Как вообще получилось, что Сартр стал зачинщиком такой теории свободы? В его дневнике читаем запись за 24 ноября 1939 года: «Вернемся к воле. Я утверждаю, что ее сущностной структурой является трансценденция, поскольку он направлена на такое посюстороннее, которое может лежать только в будущем». Здесь апеллируется к той свободе, что трансцендирует сопротивление косной реальности. По этому утверждению, многократно варьированному впоследствии, становится ясно, откуда возникла экзальтация в сартровском понятии свободы. Она вышла из той «первичной сцены», где маленький Пулу, он же юный писатель, думает, что можно по мановению волшебного пера перенестись из мира сего в мир иной. Сартр переносит эстетическое «переключение», reality switch, в котором он немало поупражнялся, жонглируя двумя мирами, в практическую жизнь и представляет (себе) дело так, будто эта жизнь делится надвое, будто в «будущем» «мир иной», свобода вне принуждений будут запросто достижимы.
Фантазм пишущего человека ложными оковами охватывает жизненную метаморфозу человека, в котором свобода и принуждение все же отделяются не так легко, как масло и вода. Сартров идеал практической свободы – это неудачный отросток фантазии эстетического всемогущества. Письмо бросает на жизнь не свет (как мы часто себе воображаем), но тень.

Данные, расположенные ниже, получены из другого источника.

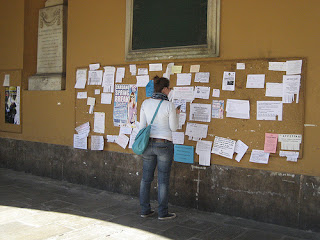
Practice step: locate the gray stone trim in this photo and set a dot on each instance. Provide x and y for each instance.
(280, 198)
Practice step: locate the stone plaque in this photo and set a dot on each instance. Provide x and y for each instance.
(51, 40)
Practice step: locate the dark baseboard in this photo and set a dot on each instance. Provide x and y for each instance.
(279, 198)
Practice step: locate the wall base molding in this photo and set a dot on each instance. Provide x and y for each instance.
(279, 198)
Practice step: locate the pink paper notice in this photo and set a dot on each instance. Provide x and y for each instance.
(270, 142)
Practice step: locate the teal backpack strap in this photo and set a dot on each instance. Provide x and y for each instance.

Аристотель родился, работал и умер». Ханну Арендт поразила эта фраза, сводившая жизнь мыслителя к делу второстепенному и призывавшая обратиться исключительно к его работе, делу, творчеству. Потрясена она была своим преподавателем Мартином Хайдеггером, который этим «лапидарным предложением» из «хорошо документированного исторического анекдота» начал одну свою лекцию.[454] Но речь здесь пойдет не о вдоль и поперек обсужденной связи между студенткой и профессором, а об арендтовских размышлениях об (автобиографии, об отношениях теории и жизни или – применительно к личностям – о «говорящем» и «действующем».[455]
Фраза «Аристотель родился, работал и умер» туго набита полемикой и пафосом. Она заострена против «расхожего биографического трепа»,[456] которым исторически разбавляют теорию. Этой тенденции, объявляющей творчество побочным продуктом жизненного процесса, Арендт решительно возражает. Однако в хайдеггеровском предложении содержится не только полемика, но и пафос. Чтобы его прочувствовать, не нужно, разумеется, держаться за произведение без личности, за мысль без мыслителя. Пафосной ориентация на произведение становится тогда, когда жизнь мыслителя изображают между рождением и смертью так, будто она вся без остатка растворяется в работе, будто от жизни, кроме мышления, ничего не остается. Эту высокую концентрацию Арендт приписывает Хайдеггеру: «Мы так привыкли к старым противопоставлениям разума и страсти, духа и жизни, что нам стало чуждо представление о страстном мышлении, в котором мысль и жизненность сливаются в одно».[457] Речь идет, таким образом, не об отвлечении от жизни, но о жизни, которая – со всеми потрохами! – бросается в мысль. (Может быть, стоит упомянуть, что сам Хайдеггер – вопреки пафосной трактовке Ханны – вовсе не пытался слить мысль и жизнь «в одно». Своей жене он объясняет, что он должен «переживать эрос», т. е. иметь истории с другими женщинами, чтобы почувствовать в себе «творческое» и чтобы войти в нужный настрой для философствования. После смерти, может быть, жизни и нет, зато она есть перед письмом.[458])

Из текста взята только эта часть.